The talk will be given as a hybrid-presentation (face-to-face in the Seminarraum, Forschungszentrum Jülich GmbH, Gebäude 01.3, Raum 234 and online). The link to join the presentation online is enclosed at the end of this Mail.
We look forward seeing you.
Crystal size refinement down to the nanoscale results in unique properties and phenomena in oxide-based materials. With properties ranging from unprecedented hardness, high ionic exchange rates, and radiation damage tolerance, the nano-dimension offers diverse technological opportunities to address current societal challenges. However, after decades of nanotechnology, the limited fundamental understanding of the origins of those nano-induced features still refrains a comprehensive design and optimization of devices. In those systems, a significant fraction of the atomic volume belongs to the interfacial regions, a complex chemical environment that governs the system interactions in both positive and negative ways. While interfaces are responsible for phenomena such as the above-mentioned improved ion exchange rate in nano-cathodes, the intrinsic interface excess energies trigger coarsening even at moderate temperatures, limiting service time. This talk discusses how interfacial thermodynamics and its relationships with nanoscale properties offer an effective strategy to understand and design oxides nanomaterials. The first part will discuss how interfacial segregation reduces excess energies in nano-LiMn2O4 and causes increased stability against coarsening and improved capacity retention in Li-ion batteries. In the second part, we briefly address the connection between grain boundary energies and the mechanics of nanoceramics, highlighting how selected dopants affect fracture behavior to improve mechanical performance. These two representative cases demonstrate the power of interfacial thermodynamics in controlling the nano-world as we envision further developments in other more complex interfacial environments.
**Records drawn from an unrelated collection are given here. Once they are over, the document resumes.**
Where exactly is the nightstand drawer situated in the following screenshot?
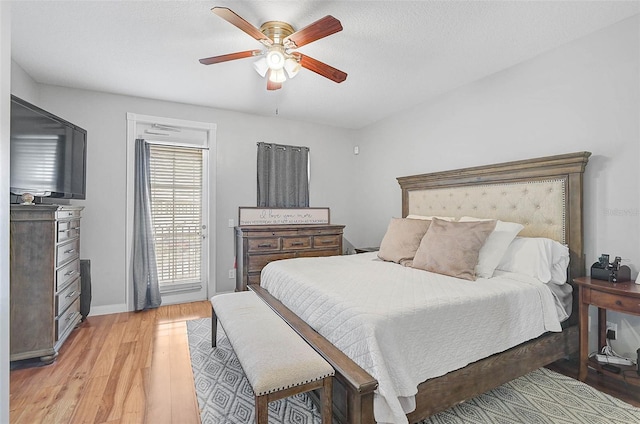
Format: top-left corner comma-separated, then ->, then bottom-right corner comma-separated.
589,289 -> 640,315
248,237 -> 280,252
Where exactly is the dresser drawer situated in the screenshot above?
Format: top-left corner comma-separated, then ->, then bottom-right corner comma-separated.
589,289 -> 640,315
282,237 -> 311,250
247,252 -> 296,272
313,234 -> 342,249
55,258 -> 80,291
56,297 -> 80,340
248,237 -> 280,252
56,239 -> 80,266
56,277 -> 80,315
57,219 -> 80,242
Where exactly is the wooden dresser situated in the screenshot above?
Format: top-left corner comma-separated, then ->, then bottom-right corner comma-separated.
10,205 -> 83,363
236,224 -> 344,291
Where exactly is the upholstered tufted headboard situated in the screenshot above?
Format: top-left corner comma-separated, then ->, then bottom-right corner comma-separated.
398,152 -> 591,284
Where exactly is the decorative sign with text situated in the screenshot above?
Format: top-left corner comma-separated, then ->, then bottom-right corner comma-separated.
238,207 -> 329,225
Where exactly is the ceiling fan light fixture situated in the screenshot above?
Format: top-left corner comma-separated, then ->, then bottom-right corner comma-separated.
269,69 -> 287,83
266,46 -> 285,71
284,57 -> 302,78
253,57 -> 269,78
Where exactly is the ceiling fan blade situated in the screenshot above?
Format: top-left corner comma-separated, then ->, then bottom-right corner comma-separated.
200,50 -> 262,65
284,15 -> 342,48
267,70 -> 282,91
298,54 -> 347,83
211,7 -> 273,46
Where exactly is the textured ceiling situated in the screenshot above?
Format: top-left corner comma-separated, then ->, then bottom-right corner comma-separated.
12,1 -> 640,128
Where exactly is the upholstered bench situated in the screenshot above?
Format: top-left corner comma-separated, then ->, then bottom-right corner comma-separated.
211,291 -> 335,424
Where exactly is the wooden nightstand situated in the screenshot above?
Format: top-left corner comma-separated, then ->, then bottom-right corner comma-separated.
573,277 -> 640,385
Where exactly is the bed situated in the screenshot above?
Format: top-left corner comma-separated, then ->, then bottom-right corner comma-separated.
251,152 -> 590,423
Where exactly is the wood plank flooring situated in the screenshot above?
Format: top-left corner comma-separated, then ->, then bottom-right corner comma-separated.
10,301 -> 640,424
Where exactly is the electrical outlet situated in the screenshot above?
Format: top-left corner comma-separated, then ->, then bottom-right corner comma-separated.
607,321 -> 618,340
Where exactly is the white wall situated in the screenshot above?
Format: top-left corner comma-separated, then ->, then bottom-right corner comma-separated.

Short biography of Prof. Castro
Ricardo Castro is a Professor in the Department of Materials Sciences and Engineering at University of California, Davis. He joined UC Davis in 2009 and is the lead of the Nanoceramics Thermochemistry Laboratory, a lab dedicated to provide fundamental understanding, using experimental thermodynamics, of ceramic nanomaterials and their mechanical responses and behavior under processing conditions and operation at extreme environments, such as high temperatures and radiation.
Castro has a PhD in Metallurgical and Materials Engineering from the University of São Paulo, Brazil, and a Bachelor in Molecular Sciences from the same University. He has published over 100 scientific articles, and is an active member of The American Ceramic Society. He was the president for two consecutive years of the National Institute of Ceramic Engineering before promoting its incorporation in the education division, and is affiliated with the Basic Science Division. He is the 2014 recipient of the ACerS Robert L. Coble Award for young scholars and has served on the ACerS Books Sub-Committee from 2014-2017.
Prof. Castro is the founding Editor-in-Chief of the ACerS International Journal of Ceramic Engineering and Science (IJCES), a new online, open access, interdisciplinary peer-reviewed journal designed to meet the publishing needs of the global ceramic and glass science and engineering communities. Castro is a regular instruction for ACerS Sintering of Ceramics short course. He is also a member of the Materials Research Society, the creator of the Materials Magic Show at UC Davis, Principal Editor of the Journal of Materials Research, and Editor of Scientific Reports.
Castro has a passion and a dedication to bringing scholars together from across the Americas. He is currently Associate Dean for Research and Graduate Studies at UC Davis, giving him the opportunity to address broader topics related research and development in ceramics and beyond.